Richard Hell Tells Story
Rhino Records will release Spurts: The Richard Hell Story on August 2nd, a twenty-one-track overview of Hell’s career in pioneering New York bands Television, the Heartbreakers and the Voidoids.
“I’ve wanted to compile these songs for a long time,” says Hell. “Now I can walk away and not look back.”
The set features remastered versions of all released material, the unreleased tracks “Blank Generation (Live)” and 2004’s “She’ll Be Coming (For Dennis Cooper),” as well as Hell’s own remixes of his songs.
Hell was a key figure on the New York punk scene, forming the Neon Boys in 1974 with Tom Verlaine. They soon changed their name to Television and became fixtures at downtown music haunt CBGB’s, along with peers Patti Smith, the Ramones, Blondie and Talking Heads. Within a year, however, frustrated with Verlaine’s creative leadership, Hell set out on his own, joining up with ex-New York Dolls Johnny Thunders and Jerry Nolan to form the Heartbreakers. But with the attention on Thunders, bassist Hell left in months, eventually forming Richard Hell and the Voidoids with the late Robert Quine on guitar. Their 1977 debut, Blank Generation, is considered a punk classic.
The band, who went on to tour with the Clash, had fallen quiet by the late Seventies, and in spite of 1982’s solid Destiny Street release, the Voidoids flamed out. Hell went on to play in the short-lived Dim Stars with Sonic Youth’s Thurston Moore. He co-starred as Madonna’s boyfriend in 1985’s Desperately Seeking Susan, and published poetry and the 1996 novel, Go Now.
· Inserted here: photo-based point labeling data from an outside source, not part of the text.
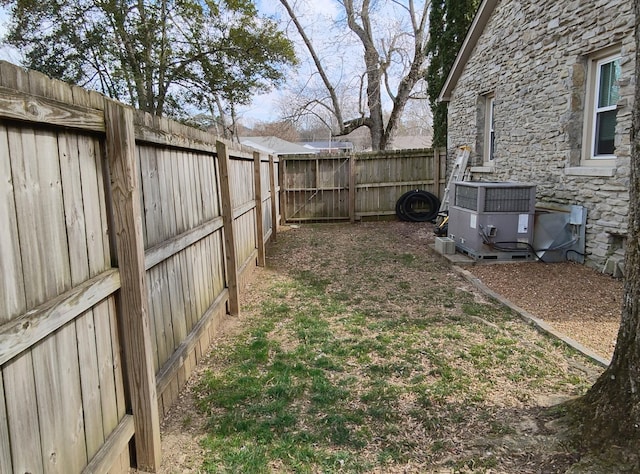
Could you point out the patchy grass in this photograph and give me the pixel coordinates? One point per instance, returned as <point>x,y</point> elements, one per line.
<point>365,354</point>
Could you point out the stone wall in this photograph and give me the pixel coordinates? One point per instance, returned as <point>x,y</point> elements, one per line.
<point>533,56</point>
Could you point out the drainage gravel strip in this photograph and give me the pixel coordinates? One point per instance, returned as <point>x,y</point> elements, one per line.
<point>531,319</point>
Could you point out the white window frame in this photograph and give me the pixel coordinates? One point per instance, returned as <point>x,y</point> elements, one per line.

His second work of fiction, Godlike, is due July 15th.
But with Spurts, Hell has had the opportunity to revisit the renegade sounds that made his name. “The way we sounded together in the Seventies, as well as on Destiny Street — I never thought of it as being influential, because it was too eccentric,” Hell told Rolling Stone. “But now for the first time, I’m hearing things that sound like they were influenced by those records: the new wave of garage rock and ‘art rock.’ I’m way into the Yeah Yeah Yeahs, for instance . . . I can hear us in many of these bands.”